Three of the nation’s largest blood centers have launched a pilot study through a contract funded by the U.S. Food and Drug Administration (FDA) that could potentially lead to changes to blood donor eligibility for men who have sex with men.
Vitalant, OneBlood and the American Red Cross, together representing approximately 60% of the blood supply in the United States, are conducting the ADVANCE study, which stands for Assessing Donor Variability And New Concepts in Eligibility. Participants who are 18 to 39 years old are needed in eight communities as the study ramps up.
The study is focused on evaluating alternatives to the FDA’s blood donor deferral policy for men who have sex with men (MSM). FDA recommends that a man who has had sex with another man be deferred from donating blood for three months following the most recent sexual contact with another man. The FDA adopted the three-month deferral policy in April 2020.

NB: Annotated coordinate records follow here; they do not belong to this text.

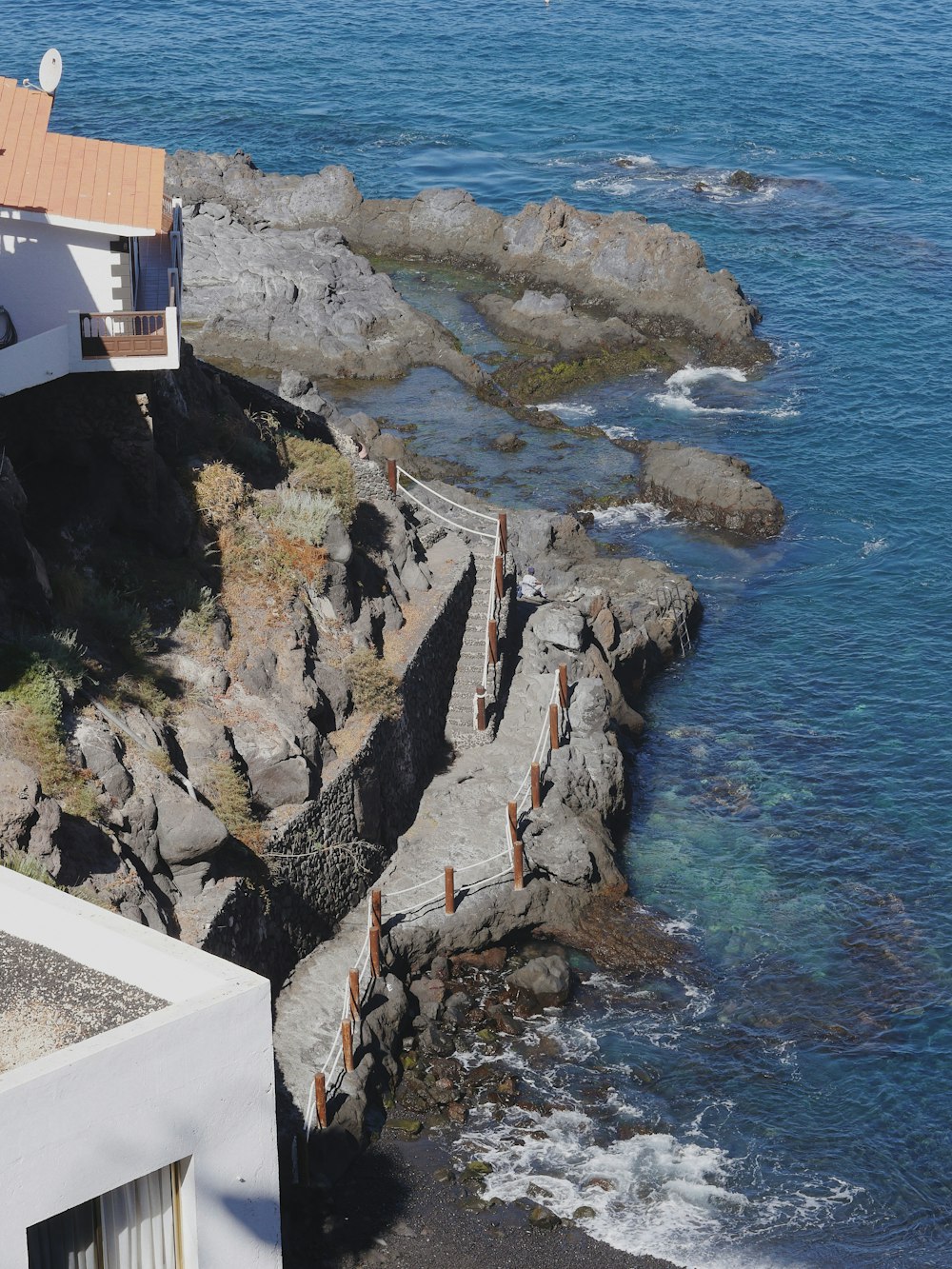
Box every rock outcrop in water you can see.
[636,441,783,538]
[167,151,769,374]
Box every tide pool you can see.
[9,0,952,1269]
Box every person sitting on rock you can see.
[519,565,548,599]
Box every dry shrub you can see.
[285,435,357,529]
[344,647,404,718]
[207,758,264,854]
[194,462,248,529]
[271,488,336,547]
[218,515,327,612]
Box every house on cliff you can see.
[0,868,282,1269]
[0,69,182,396]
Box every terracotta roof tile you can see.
[0,77,165,232]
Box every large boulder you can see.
[640,441,783,538]
[506,956,571,1009]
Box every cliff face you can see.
[0,355,697,984]
[0,358,465,954]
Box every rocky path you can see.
[446,548,494,752]
[274,654,552,1121]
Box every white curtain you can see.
[101,1167,176,1269]
[27,1201,99,1269]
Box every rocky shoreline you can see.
[0,153,783,1265]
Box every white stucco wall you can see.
[0,216,118,340]
[0,869,281,1269]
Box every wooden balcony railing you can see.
[80,311,169,362]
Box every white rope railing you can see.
[388,461,506,731]
[305,666,568,1137]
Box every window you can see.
[27,1163,186,1269]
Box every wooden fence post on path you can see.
[313,1071,327,1128]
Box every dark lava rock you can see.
[507,956,571,1009]
[488,431,526,454]
[640,441,783,538]
[529,1203,563,1230]
[420,1021,456,1057]
[727,168,762,191]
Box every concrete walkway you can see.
[274,667,553,1112]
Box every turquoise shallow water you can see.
[9,0,952,1266]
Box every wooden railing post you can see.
[294,1132,311,1189]
[313,1071,327,1128]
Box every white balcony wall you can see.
[0,869,281,1269]
[0,212,117,340]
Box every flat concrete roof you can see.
[0,930,169,1074]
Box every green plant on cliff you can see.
[494,344,675,404]
[193,462,248,529]
[0,636,99,819]
[285,433,357,529]
[344,647,404,718]
[206,758,264,855]
[271,488,336,547]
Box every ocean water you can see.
[7,0,952,1266]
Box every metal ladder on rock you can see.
[655,582,690,656]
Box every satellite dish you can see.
[39,49,62,96]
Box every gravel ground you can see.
[285,1133,677,1269]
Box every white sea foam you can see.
[665,366,747,388]
[862,538,888,556]
[462,1108,771,1269]
[591,503,678,529]
[536,401,598,419]
[613,155,658,168]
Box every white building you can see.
[0,866,281,1269]
[0,71,182,396]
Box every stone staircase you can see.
[446,548,494,751]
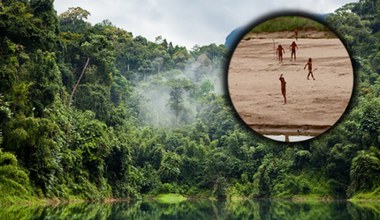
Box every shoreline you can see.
[248,124,331,136]
[0,193,380,207]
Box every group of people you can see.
[276,39,315,104]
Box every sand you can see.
[228,35,353,136]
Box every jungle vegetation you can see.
[0,0,380,201]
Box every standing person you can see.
[279,74,286,104]
[303,58,315,80]
[276,45,285,63]
[289,41,298,61]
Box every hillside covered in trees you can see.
[0,0,380,201]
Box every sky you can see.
[54,0,357,49]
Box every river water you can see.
[0,200,380,220]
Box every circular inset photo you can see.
[227,16,354,142]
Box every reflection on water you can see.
[264,135,314,142]
[0,200,380,220]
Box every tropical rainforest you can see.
[0,0,380,202]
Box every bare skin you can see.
[276,45,285,63]
[279,74,286,104]
[303,58,315,80]
[289,41,298,61]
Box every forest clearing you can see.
[228,33,353,140]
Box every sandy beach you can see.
[228,35,353,136]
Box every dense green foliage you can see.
[251,16,329,33]
[0,0,380,204]
[0,199,380,220]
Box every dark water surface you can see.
[0,200,380,220]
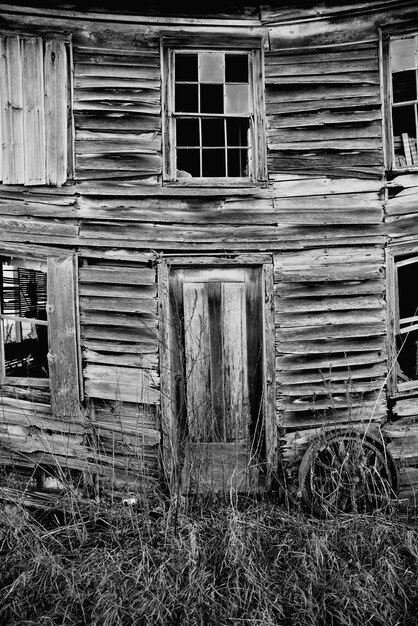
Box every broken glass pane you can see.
[228,148,248,177]
[199,52,224,83]
[200,84,224,113]
[392,104,418,168]
[175,53,198,83]
[225,54,248,83]
[176,117,200,146]
[202,148,226,177]
[392,70,417,102]
[226,117,249,148]
[175,84,199,113]
[390,37,415,72]
[177,148,200,178]
[225,83,250,115]
[202,118,225,147]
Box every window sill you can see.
[163,178,267,188]
[0,376,49,389]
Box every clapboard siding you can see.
[0,0,418,498]
[265,43,383,176]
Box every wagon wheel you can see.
[299,431,399,516]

The purpose of the new study is a first step in determining whether a different donor deferral can be used at blood centers nationwide while maintaining the safety of the blood supply. For this to be possible, a change would need to be made to the donor history questionnaire.
The donor history questionnaire consists of a series of questions that all potential blood donors answer before donating. The questions assess risk factors that could indicate possible infection with a transfusion transmissible infection, including HIV.

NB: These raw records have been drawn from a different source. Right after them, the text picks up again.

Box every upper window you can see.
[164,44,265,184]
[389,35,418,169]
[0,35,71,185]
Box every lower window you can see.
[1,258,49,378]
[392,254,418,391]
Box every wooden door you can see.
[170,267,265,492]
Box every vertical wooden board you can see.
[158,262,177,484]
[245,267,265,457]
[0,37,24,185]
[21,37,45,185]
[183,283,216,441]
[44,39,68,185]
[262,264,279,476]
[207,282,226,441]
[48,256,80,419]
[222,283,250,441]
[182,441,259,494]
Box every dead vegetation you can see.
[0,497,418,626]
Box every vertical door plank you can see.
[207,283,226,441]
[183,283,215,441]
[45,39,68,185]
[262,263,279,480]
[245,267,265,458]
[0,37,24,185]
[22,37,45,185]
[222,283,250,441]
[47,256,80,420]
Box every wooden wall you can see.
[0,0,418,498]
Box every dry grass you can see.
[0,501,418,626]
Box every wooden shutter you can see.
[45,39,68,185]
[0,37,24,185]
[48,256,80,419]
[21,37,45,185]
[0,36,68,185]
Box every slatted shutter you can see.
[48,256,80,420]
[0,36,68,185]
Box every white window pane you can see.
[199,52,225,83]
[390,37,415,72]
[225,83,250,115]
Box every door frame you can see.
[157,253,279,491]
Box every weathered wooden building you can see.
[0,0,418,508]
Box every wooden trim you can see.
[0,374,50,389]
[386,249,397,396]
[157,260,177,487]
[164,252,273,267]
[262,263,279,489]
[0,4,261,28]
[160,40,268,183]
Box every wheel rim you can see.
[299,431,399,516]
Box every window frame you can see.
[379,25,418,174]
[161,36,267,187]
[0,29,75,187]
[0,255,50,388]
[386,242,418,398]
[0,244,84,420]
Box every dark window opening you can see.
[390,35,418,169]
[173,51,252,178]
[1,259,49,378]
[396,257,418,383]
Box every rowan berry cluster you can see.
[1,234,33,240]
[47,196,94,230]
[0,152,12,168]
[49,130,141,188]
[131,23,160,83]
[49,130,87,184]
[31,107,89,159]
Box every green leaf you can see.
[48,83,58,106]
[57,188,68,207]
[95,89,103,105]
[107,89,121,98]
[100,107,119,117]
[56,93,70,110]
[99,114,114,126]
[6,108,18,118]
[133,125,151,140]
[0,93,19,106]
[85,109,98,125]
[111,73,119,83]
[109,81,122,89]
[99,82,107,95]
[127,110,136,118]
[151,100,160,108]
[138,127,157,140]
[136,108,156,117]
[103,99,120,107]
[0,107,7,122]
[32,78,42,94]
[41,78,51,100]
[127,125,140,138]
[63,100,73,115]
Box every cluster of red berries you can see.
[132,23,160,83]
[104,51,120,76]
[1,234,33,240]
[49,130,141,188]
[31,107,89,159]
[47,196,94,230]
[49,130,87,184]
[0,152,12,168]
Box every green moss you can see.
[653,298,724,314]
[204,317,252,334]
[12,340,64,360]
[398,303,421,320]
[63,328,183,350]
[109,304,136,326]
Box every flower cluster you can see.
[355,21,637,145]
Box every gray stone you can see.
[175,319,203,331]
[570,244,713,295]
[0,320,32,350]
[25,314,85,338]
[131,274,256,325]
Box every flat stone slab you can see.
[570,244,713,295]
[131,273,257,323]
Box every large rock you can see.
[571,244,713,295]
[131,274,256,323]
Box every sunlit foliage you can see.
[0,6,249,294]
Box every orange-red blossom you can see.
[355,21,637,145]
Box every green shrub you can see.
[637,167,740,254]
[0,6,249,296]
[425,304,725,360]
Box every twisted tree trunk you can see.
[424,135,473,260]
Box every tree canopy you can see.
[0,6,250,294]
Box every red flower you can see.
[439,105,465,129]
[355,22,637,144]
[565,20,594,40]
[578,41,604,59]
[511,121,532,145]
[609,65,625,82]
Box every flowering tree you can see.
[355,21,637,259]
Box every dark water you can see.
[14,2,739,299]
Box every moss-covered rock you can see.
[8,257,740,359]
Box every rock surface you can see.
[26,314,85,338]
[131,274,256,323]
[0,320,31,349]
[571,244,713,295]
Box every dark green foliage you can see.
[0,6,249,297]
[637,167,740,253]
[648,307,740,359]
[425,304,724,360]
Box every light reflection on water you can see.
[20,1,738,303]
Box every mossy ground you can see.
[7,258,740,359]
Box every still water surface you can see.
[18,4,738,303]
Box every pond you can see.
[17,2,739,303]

“The ADVANCE study is a first step in providing data that will help the FDA determine if a donor history questionnaire based on individual risk would be as effective as time-based deferral, in reducing the risk of HIV in the blood supply,” said Brian Custer, Ph.D., vice president of Research and Scientific Programs with Vitalant Research Institute.
Participants in the study will have a blood sample drawn for HIV testing and will answer different questions designed to determine individual HIV risk factors. The study will assess if the questions related to behavior are effective in distinguishing between men who have sex with men who have recently become infected with HIV and those who do not have HIV infection. The findings of this study will help determine the next steps that would be needed to modify the donor history questionnaire.
“If the scientific evidence supports the use of the different questions it could mean gay and bisexual men who present to donate would be assessed based upon their own individual risk for HIV infection and not according to when their last sexual contact with another man occurred,” said Susan Stramer, Ph.D., vice president of Scientific Affairs, with American Red Cross Biomedical Services.
“The ADVANCE study is groundbreaking because it’s the first time a study is being conducted that could result in individual risk assessment for men who have sex with men to donate blood,” said Rita Reik, M.D., chief medical officer for OneBlood.
To gather the necessary data the blood centers are partnering with LGBTQ+ Centers in Washington D.C., San Francisco, Orlando, New Orleans/Baton Rouge, Miami, Memphis, Los Angeles, and Atlanta. The study will enroll a total of 2,000 participants (250 – 300 from each area) who meet the study eligibility criteria.
The data collected from the ADVANCE study will be submitted to the FDA who will review the findings and decide the next steps.
“The FDA is committed to considering alternatives to the time-based deferral currently in place for men who have sex with men, that are based on scientific evidence supporting an effective individual risk assessment-based blood donor questionnaire,” said Nicole Verdun, M.D., director of the Office of Blood Research and Review at the U.S. Food and Drug Administration’s Center for Biologics Evaluation and Research.
For members of the LGBTQ+ community the study is a significant step in the right direction. “We are hopeful the ADVANCE study will conclude that state-of-the-art testing of the blood supply, combined with an individual risk assessment, will support a change to the blood donor deferral policy so that all men who have sex with men can be considered potential blood donors,” said Denise Spivak, CEO of CenterLink.